With gas prices likely guzzling their way up to a buck-twenty and beyond, these monsters – even a baby monster, a gremlin like this one – make no financial sense except as compared to hotel rates, and make no conservation sense except as compared to travelling in a cart powered by a waterwheel turned by a steady stream of Super Unleaded pouring out onto the highway. But, fuck me running… what blessed luxury! Three bunks, table, toilet, tanked water, and a propane-powered fridge keeping eggs, steaks, bacon, franks and two flats of Pil icy cold. A roof you can listen to rain falling on, without cringing away from nylon walls. I’ll never roll quite like this, myself – no plausible future scenario gives me the kind of bank I’d need – but every minute of hard-sided, upholstered motorhome occupancy makes my old hippie-wagon fantasies knock a little rougher against the walls of my soul.

My alarm clock this morning was the delicious PSSHT of a roommate cracking a cold one; in lieu of toothbrushing, I had one myself.

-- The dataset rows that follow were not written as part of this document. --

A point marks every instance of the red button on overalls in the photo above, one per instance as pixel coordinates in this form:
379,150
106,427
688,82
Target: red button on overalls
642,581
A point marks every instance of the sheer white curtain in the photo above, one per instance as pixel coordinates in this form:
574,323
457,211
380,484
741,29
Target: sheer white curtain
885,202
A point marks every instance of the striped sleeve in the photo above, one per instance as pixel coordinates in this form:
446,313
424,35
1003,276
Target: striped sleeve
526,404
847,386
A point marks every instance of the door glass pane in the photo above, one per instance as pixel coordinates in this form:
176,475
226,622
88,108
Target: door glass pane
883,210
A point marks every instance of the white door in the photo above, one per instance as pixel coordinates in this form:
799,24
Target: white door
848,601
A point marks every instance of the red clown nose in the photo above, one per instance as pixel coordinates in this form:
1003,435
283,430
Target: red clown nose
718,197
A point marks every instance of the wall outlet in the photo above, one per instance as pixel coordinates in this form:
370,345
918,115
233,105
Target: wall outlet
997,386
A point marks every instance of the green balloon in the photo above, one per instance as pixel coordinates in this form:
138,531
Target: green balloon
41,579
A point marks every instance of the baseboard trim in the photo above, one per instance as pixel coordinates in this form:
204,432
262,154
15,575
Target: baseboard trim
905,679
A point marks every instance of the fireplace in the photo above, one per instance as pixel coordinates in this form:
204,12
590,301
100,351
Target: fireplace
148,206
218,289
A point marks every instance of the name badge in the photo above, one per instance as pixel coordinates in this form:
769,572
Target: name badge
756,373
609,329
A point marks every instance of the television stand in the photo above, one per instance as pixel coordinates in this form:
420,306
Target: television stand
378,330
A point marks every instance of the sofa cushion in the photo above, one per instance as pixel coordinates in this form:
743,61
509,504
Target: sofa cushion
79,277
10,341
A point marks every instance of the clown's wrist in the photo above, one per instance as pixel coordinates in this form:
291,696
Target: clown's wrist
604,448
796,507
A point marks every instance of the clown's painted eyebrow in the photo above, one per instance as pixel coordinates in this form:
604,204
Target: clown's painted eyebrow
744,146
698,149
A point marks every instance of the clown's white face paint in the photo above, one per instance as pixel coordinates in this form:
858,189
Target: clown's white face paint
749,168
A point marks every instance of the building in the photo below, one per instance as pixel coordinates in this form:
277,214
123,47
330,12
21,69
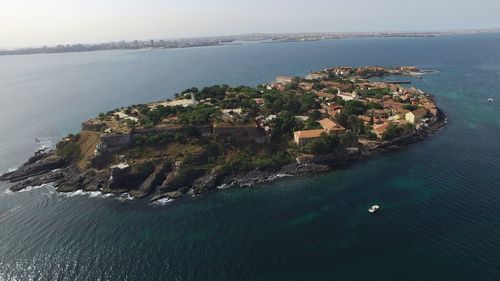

Breakfast was deep-fried bacon, with eggs poached in the grease. Desert was a camping-cup of Toscano Rosso from a 4l box and a neuron-baking blast from a ‘70s-era “power hitter”, a solid column of opaque white smoke sniffed nasally rather than sucked, in the interest of Science. Thus fortified, there is water enough for a cold shower and a room-temperature Consul (like a Caesar but with gin; you make do with what you’ve got) before grabbing a luncheon joint and an orphaned Kokanee tallboy for a little early-morning scrotossin’.

I can’t hear the sounds of the day's Bulls For Breakfast event – bullriding with a side of sausage n’ pancakes – so I’m guessing it’s not yet ten. On a normal camping trip, I’d be worried about starting so early; here at Big Valley Jamboree, with a cushy sheltered bed waiting for me, falling back asleep as soon as possible is just about the best Sunday I can imagine.

1 comment:

K said...

Hey! Did you know the Kris Kristofferson was at the Calgary Folk Fest! You should have come up!